Ja, das Ganze ist wirklich sehr eindrucksvoll. Von Naoshima ging es dann weiter auf die Insel Honjima, wo ich ausgestellt habe. Das war merkwürdig, denn die Insel wirkte komplett leer. Also da steht ein wunderschönes Haus nach dem anderen, aber man merkt, da ist kaum jemand mehr, da schaut sich auch jeder nach einem um, die älteren Herrschaften, die dort wohnen. Es gibt zwar noch eine Schule, was ein wenig hoffnungsvoll stimmt, aber es gibt insgesamt wenig. Was aber funktioniert und total toll war, und wo man merkt, man kann etwas bewirken, ist die Tatsache, dass während der Triennale wirklich viele Leute dorthin kommen. Ich war an einem Wochenende dort, es kamen viele junge Japaner und auch ausländische Besucher. Man sieht sie dann durch diese kleinen historischen Straßen laufen und die Kunstwerke suchen, mit ihren Kärtchen, die von A nach B führen. Und dadurch passiert wieder etwas. Kleine Lädchen machen auf, die da etwas servieren und so weiter.

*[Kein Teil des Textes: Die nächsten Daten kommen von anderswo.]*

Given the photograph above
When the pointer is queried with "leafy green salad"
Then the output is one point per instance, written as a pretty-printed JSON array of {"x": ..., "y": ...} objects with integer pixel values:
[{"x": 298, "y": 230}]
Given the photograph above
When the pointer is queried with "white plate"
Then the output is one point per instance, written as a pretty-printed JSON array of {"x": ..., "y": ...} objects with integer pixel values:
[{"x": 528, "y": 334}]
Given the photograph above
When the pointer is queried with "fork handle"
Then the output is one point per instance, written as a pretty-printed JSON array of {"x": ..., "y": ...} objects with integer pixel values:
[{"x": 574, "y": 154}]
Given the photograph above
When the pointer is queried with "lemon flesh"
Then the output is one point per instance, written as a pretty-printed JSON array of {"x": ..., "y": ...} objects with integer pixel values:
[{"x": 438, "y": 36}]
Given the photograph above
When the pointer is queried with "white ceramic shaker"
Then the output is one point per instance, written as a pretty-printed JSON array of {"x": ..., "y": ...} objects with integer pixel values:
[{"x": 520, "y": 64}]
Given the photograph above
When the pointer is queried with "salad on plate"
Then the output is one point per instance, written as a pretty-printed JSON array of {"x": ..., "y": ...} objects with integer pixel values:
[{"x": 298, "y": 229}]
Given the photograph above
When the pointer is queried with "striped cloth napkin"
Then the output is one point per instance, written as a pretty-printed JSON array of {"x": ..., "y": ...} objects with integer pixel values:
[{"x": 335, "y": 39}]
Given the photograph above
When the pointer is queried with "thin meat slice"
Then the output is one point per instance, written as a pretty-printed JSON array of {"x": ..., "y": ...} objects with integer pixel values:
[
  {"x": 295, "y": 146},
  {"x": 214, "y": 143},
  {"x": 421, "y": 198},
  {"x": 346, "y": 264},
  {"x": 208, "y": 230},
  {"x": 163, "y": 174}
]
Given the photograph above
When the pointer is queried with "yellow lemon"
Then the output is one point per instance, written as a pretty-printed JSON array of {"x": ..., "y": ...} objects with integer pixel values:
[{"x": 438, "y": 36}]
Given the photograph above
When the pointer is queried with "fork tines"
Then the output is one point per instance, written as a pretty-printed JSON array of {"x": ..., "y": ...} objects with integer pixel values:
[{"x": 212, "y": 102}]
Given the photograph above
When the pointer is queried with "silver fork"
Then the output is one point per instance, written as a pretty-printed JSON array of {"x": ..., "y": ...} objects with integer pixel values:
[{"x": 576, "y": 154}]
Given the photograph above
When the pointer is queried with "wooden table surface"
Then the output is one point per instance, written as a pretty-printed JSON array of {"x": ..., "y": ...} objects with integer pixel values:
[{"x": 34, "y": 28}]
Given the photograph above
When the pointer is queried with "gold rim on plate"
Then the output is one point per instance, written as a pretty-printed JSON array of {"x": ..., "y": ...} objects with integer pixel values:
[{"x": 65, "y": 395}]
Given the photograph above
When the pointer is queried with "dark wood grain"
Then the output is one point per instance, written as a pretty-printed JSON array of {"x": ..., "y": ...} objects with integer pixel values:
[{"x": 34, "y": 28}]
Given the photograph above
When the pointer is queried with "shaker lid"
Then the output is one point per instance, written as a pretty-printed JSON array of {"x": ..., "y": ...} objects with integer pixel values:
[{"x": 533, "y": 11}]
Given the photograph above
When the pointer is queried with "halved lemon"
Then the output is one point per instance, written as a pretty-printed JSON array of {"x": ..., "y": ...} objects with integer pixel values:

Wo haben Sie auf Honjima gewohnt?
Es gibt keine Hotels, sondern nur Bed & Breakfast. Das Kulturinstitut hatte uns einen Betreuer zur Seite gestellt, weil es die Höflichkeit verlangt, dass man von morgens um acht Uhr bis abends acht betreut wird. Dieser führte uns dann in das Haus einer älteren Dame, die uns Unterkunft gewährte. Die Dame war bestimmt um die 80! Es war für uns ein bisschen verstörend, weil sie sofort auf die Knie ging zur Begrüßung. Und ich als Europäerin sehe mich gegenüber einer älteren Dame ja eher niedriger im sozialen Rang, aber es war nicht möglich, sich dagegen zu wehren. Im Zentrum ihres Hauses war ein beheizter Tisch. Diese Häuser sind sehr kalt, weil es ja keine wirkliche Heizung gibt, und die Winter sind doch recht streng. Aber es gibt diese elektrischen Wärmematten. Der Mittelpunkt des Hauses ist immer eine Art Loggia, ein überdachter Innenhof, von dem die Zimmer abgehen. Und dort wird meistens dieser Tisch hingestellt, mit Wärmematten darunter. Dort sitzt man und verbringt den Tag an dem Tisch. Er ist weniger zum Essen gedacht als zum Rumhängen und Teetrinken. (lacht) Gegessen wird an einem anderen Tisch, einem länglichen, unter dem eine Kuhle ist, sodass man etwas tiefer sitzt. Dort hat diese Dame dann Sushi und was weiß ich noch und nöcher aufgetischt.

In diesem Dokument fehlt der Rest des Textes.